One way to improve the learning processs is by applying class-decomposition to the dataset before applying Machine Leanring. Class decomposition describes the process of segmenting each class into a number of homogeneous subclasses. This is achieved through clustering. Utilising class decomposition can provide a number of benefits to supervised learning, especially ensembles.
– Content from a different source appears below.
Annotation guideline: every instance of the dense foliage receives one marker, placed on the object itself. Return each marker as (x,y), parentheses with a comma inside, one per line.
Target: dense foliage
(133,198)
It can be a computationally efficient way to provide a linearly separable data set without the need for feature engineering required by techniques like support vector machines and deep learning. Medical data for patient diagnosis may greatly benefit from this technique, as the same disease can have a diverse of symptoms.
This repo contains a set of functions for implementing CD and apply it along with a Random Forest classifier to show its impact on RF performance.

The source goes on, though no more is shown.